The globules of magnesium do not coalesce in the presence of magnesium oxide or magnesium sulphate. The addition of ammonium chloride during the fusion of the magnesium chloride prevents the formation of oxide. Any sulphate is decomposed by adding enough carbon to the fused chlorides: the oxide thus produced is converted into chloride by ammonium chloride. Oettel found that the addition of calcium fluoride removed the disinclination of the magnesium globules to coalesce.
Swan could say in 1901 that the only company known to be manufacturing metallic magnesium was the Aluminium und Magnesium Gesellschaft, Hemelingen. Their electrolyte contained equimoleeular proportions of magnesium, potassium, and sodium chlorides. It was prepared from carnallite by adding sodium chloride. Anhydrous magnesium chloride was continuously added during the process (which was continuous) to keep the bath composition constant. The electrolyte was kept basic and contained calcium fluoride.
Molinari says that, prior to the Great European War, the world's consumption of metallic magnesium approached 100 tons. American companies are now producing considerable quantities.
Magnesium can be purified by distillation, but it is more usually purified by remelting with pure carnallite in an iron crucible. The floating metal is ladled off and poured into ingots. It is usually converted into wire by squeezing the semifluid metal through dies, and is then commonly rolled into ribbon. It is also handled commercially as powder.

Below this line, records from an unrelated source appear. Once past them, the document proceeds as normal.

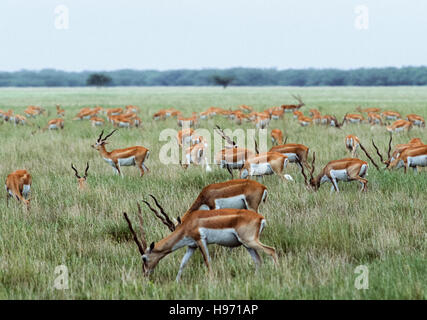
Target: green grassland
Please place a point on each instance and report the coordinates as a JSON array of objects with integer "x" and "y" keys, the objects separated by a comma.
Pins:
[{"x": 320, "y": 237}]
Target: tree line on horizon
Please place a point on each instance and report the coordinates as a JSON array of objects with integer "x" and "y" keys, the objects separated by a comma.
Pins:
[{"x": 411, "y": 76}]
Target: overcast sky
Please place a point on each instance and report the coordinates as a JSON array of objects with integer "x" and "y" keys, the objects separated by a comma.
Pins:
[{"x": 195, "y": 34}]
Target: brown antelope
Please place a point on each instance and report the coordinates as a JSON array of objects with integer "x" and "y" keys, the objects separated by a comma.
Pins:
[
  {"x": 348, "y": 169},
  {"x": 374, "y": 118},
  {"x": 293, "y": 107},
  {"x": 198, "y": 229},
  {"x": 96, "y": 121},
  {"x": 353, "y": 118},
  {"x": 368, "y": 110},
  {"x": 411, "y": 157},
  {"x": 391, "y": 115},
  {"x": 60, "y": 112},
  {"x": 234, "y": 194},
  {"x": 18, "y": 185},
  {"x": 231, "y": 157},
  {"x": 352, "y": 143},
  {"x": 54, "y": 124},
  {"x": 294, "y": 152},
  {"x": 132, "y": 156},
  {"x": 399, "y": 125},
  {"x": 398, "y": 149},
  {"x": 416, "y": 120},
  {"x": 81, "y": 180},
  {"x": 277, "y": 136}
]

Magnesium metal may contain from 6-17.5 c.c. of occluded hydrogen, and from 1.2-4.1 c.c. of occluded carbon monoxide, in every 20 grm. From 0.05-0.07 per cent, of silica, and about 0.08 per cent, of iron and aluminium, have been found in it. Samples containing small amounts of alumina and ferric oxide have been found to be free from carbon, alkali metals, and alkaline earth metals.